Elbette neden etrafta yoksulluk olmadığını, böylesine bir mutluluk diyarını bırakıp neden Amerikan vizesinin peşinde koşan İtalyanların olduğunu sorgulamayacaksınız. Hollywood’un böyle bir derdi yok. Hikâye güzel, kahramanlar güzel, para sıkıntısı yok, romantizm dorukta. Bu durumda elbette hikâye bir cennette geçmeli, öyle değil mi?   

(“Dokunma Gıdıklanırım”)

The Vikings – Richard Fleischer (1958)

vikings

“Kral öldü. Yaşasın kral.”

 

Vikingler, İngilizler, iktidar ve aşk için mücadele.

 

Hollywood’un maharetli olduğu o büyük savaş ve tarih filmlerinden. Keyifli ve bugünün ölçüleri ile hayli naif kalan bir animasyon ile başlayan film kapanış jeneriğinde de bir animasyon getiriyor karşımıza.
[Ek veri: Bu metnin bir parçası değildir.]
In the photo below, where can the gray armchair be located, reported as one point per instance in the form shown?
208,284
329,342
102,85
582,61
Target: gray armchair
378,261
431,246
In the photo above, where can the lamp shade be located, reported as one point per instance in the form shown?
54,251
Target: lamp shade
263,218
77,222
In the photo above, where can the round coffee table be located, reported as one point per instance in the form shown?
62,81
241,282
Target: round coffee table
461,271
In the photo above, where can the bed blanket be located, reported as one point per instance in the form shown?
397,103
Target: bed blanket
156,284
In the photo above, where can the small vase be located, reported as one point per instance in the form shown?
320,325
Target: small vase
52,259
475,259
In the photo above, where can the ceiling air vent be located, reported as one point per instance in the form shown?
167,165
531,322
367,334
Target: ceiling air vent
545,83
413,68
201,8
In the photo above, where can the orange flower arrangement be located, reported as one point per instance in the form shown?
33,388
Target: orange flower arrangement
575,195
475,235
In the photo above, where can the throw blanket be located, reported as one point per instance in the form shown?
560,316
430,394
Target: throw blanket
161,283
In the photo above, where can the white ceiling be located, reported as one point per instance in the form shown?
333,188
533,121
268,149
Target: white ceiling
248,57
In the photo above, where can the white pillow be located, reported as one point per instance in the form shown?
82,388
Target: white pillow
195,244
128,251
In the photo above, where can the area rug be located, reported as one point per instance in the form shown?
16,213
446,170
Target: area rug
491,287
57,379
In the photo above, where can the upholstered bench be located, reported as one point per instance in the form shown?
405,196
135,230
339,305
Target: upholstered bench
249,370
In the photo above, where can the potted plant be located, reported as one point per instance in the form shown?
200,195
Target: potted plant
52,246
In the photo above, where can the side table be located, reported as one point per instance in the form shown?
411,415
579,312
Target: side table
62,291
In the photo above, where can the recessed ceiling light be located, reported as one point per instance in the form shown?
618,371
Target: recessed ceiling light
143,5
Arada ise barbar Vikinglerin folklorik öğelerle de bezenmiş hayatları ve savaşları, İngiliz saraylarının politikaları, Fransa kırsalından ve dağlarından görkemli doğa görüntüleri, Jack Cardiff’in başarılı görüntü çalışması, dönemin yıldızları Janet Leigh/Kirk Douglas/Tony Curtis üçlüsü, bir parça mistizm, özellikle son yarım saatteki becerikli savaş ve ikili kılıçlı mücadele sahneleri ve bu tür bir tarihi filmden beklenebilecek diğer her öğe var.

 

İddialı ve etkileyici bir müzik eşliğinde, “denizlerin en büyüğü bir dindar ile bir kâfir arasındaki denizdir” veya “aşkını kazanamazsam nefretini kazanacağım” gibi cümlelerin döktürüldüğü seyri keyifli bir film.

 

Kirk Douglas’ın kendisi ile aynı yaştaki Ernest Borgnine’ın oğlunu oynaması, kendilerinden olmayanlara kolayca barbar diyen Hristiyan’ların tarihe yerleştirdiği ve yanlışlığı bugün bilinen Vikinglerin barbarlığı imajını (mertlikleri ile dengelenmek üzere) sık sık öne çıkarması, kâhinin sadece üç taş ile tüm cevapları bulabilmesi gibi sıradan Hollywood garipliklerini boş verin ve Richard Fleischer’in teknik ustalığını sergilediği filmin keyfini sürün ve filmin çekildiği Brittany bölgesinin tadını çıkarın. Bir yerlerden bulursanız bizde Bastır Viking adı ile bilinen, ünlü çizer Dik Browne’un “Hägar the Horrible” çizgi romanlarını okumayı da unutmayın ki Vikinglerin filmdeki barbar imajının izi kalmasın.

(“Vikingler”)

En Mand Kommer Hjem – Thomas Vinterberg (2007)

en-mand-kommer-hjem

“Kanepemde uyuyabilirsin. Bütün yemeğimi yiyebilirsin. Hatta beni biraz daha dövebilirsin.”

 

Yıllar önce terkettiği kasabaya geri dönen ünlü bir operacının ve onun dönüşü ile başlayan olayların hikâyesi.

 

İşte o garip karakterlerin olduğu veya sıradan karakterlerin garip davranışlar sergilediği mizah içeren sıcak ve küçük filmlerden biri. Benzerlerini Kuzey Avrupa sinemasında bulabileceğiniz türden bir film bu ve özelllikle öne çıkan bir yanı da yok.

 

Şaşırtıcı olan filmin görüntü çalışması. Hikâyenin bir Kuzey Avrupa ülkesinde (Danimarka’da) geçtiğini hissetmenizin mümkün olmayacağı bir şekilde çok “güneşli” bir film var karşımızda. Dış sahnelerde sarı renklerin bariz bir ağırlığı var ve iç sahnelerde de güneşin girmesinin mümkün olduğu her mekanda oyuncuların yüzlerinde güneş ışığını görmek mümkün. Buna sarı tarlaları ve klasik tabloları hatırlatacak şekilde bu sarı tarlalarda yoldan geçen arabalara el sallayan çiftçilerin görüntülerini ekleyince daha çok güneşli bir Akdeniz ülkesinde olduğunuzu düşünebilirsiniz.

 

Aşçıların sanatkâr yanının müzisyenlerden geri kalmadığını ispatlayacak keyifli “yemek yapma ve yedirme stresi” sahneleri içeren bir “babayı bulma-kaybetme-tekrar bulma” hikayesi. Güneşli ve “çok parlak” bir film.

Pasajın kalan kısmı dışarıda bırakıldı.